2007'de, 17 yaşındayken, Almanya'da yaşayan ailesini ziyaret etmek için vize talebinde bulunan fakat talebi reddedilen Leyla Ecem Demirkan'ın bu ülke aleyhine açtığı davayı karara bağlayan Lüksemburg merkezli AB mahkemesi, hizmet sunan Türk vatandaşlarına tanınan vize muafiyetinin turistler ve tedavi olmak isteyen hastalar gibi hizmet almak isteyenleri kapsamadığını kararlaştırdı.
Avrupa Adalet Divanı, daha önce verdiği Türk vatandaşlarına vize muafiyetini ilgilendiren bir başka kararda, Türk vatandaşlarına hizmet sunumu için AB üyesi ülkelere girişlerinde vize şartı getirilemeyeceğine hükmetmişti.
Tır şoförleri Mehmet Soysal ve İbrahim Savatlı'nın yine Almanya aleyhine açtığı sözkonusu davanın 9 Şubat 2009 tarihli kararında, Türkiye ve Avrupa Ekonomik Topluluğu arasında imzalanan 23 Kasım 1970 tarihli Katma Protokol'ün 41'inci maddesinin, yürürlüğe girdiği tarihte vize yükümlülüğü bulunmaması nedeniyle, "Türkiye'de kurulu şirketlerde çalışan Türk vatandaşlarına, hizmet sunumu için AB üyesi ülkelere girişlerinde vize şartı getirilemeyeceği şeklinde yorumlanması gerektiğini" kararlaştırmıştı.

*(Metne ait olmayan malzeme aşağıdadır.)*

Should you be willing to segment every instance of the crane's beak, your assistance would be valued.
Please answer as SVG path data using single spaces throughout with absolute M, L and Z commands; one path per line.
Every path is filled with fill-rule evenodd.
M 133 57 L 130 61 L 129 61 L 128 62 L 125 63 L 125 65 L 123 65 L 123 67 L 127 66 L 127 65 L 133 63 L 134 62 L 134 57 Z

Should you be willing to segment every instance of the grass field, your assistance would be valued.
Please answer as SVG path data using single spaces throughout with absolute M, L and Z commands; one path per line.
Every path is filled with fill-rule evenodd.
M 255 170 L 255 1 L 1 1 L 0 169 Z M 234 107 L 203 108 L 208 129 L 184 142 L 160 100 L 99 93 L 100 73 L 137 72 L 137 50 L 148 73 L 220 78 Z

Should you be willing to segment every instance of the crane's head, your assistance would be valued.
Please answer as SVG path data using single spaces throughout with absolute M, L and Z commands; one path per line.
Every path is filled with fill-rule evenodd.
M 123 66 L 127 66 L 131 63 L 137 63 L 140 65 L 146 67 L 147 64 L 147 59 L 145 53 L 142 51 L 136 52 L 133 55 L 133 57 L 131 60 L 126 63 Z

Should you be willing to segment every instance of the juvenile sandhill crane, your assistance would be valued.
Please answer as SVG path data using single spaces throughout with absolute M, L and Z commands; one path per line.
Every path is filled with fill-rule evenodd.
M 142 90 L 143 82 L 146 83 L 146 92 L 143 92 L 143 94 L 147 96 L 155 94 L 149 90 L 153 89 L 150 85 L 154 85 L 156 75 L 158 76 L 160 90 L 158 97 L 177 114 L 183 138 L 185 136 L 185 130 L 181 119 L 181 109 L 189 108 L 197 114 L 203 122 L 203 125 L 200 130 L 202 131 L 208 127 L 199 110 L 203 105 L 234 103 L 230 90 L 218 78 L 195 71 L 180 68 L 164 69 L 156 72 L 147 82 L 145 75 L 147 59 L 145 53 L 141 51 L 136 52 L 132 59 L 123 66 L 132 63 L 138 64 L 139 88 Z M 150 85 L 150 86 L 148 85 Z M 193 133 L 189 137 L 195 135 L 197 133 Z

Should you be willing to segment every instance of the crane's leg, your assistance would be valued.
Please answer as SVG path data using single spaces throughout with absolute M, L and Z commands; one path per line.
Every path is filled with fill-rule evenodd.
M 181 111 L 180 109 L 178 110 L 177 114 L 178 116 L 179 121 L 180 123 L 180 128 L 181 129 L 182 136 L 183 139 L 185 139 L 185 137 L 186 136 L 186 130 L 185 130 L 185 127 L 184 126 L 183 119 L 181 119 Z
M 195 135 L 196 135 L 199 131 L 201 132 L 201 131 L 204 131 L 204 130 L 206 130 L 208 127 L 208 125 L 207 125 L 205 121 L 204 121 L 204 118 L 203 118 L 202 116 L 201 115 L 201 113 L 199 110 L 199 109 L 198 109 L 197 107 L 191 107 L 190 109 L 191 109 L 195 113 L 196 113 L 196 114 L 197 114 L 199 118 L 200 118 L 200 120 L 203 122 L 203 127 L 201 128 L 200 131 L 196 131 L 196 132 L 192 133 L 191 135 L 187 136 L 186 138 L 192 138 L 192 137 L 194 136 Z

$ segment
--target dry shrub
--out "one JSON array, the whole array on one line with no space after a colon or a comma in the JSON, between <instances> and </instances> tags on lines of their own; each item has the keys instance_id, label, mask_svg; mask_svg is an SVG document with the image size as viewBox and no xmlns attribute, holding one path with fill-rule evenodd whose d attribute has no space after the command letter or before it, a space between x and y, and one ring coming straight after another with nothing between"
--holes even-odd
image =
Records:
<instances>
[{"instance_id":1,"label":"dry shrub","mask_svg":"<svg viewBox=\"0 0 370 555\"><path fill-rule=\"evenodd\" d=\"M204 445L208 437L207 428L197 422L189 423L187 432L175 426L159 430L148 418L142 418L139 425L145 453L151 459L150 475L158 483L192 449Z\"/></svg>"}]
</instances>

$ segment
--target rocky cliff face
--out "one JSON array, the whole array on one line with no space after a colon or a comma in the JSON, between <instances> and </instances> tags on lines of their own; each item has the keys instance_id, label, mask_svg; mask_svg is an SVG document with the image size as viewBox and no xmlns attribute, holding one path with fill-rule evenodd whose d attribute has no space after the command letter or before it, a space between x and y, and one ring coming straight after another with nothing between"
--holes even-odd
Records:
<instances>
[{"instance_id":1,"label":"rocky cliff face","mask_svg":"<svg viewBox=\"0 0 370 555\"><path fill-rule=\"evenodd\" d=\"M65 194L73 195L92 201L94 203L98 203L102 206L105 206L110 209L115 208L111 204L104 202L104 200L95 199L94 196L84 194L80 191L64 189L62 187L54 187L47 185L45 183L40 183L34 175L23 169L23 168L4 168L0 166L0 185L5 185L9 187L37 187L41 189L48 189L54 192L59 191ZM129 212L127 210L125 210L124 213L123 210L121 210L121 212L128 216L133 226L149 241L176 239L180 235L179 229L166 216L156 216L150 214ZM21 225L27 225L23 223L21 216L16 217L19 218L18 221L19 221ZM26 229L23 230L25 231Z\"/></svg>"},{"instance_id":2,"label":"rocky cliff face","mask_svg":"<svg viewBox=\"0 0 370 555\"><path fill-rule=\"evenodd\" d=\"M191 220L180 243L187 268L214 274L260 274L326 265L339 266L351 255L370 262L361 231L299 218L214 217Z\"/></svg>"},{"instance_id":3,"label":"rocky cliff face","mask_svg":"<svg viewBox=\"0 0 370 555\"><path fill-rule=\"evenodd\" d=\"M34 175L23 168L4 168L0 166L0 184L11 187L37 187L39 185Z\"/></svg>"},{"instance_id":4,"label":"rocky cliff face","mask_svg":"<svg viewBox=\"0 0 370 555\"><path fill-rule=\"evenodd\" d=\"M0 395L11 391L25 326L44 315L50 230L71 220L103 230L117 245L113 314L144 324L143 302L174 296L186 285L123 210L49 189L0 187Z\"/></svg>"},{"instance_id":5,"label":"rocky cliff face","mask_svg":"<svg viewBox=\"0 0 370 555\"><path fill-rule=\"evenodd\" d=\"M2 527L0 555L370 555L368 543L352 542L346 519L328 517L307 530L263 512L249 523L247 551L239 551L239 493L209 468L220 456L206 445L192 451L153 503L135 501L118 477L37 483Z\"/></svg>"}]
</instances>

AB müktesebatında, turistler, tedavi olmak isteyen hastalar ve akraba ziyaretleri gibi potansiyel ya da fiili hizmet alımını ilgilendiren gruplar ve faaliyetler, hizmet sunumu özgürlüğü kapsamına giriyor. Avrupa Adalet Divanı'nın Demirkan davasında verdiği karar bu anlamda bir geriye dönüşü simgeliyor.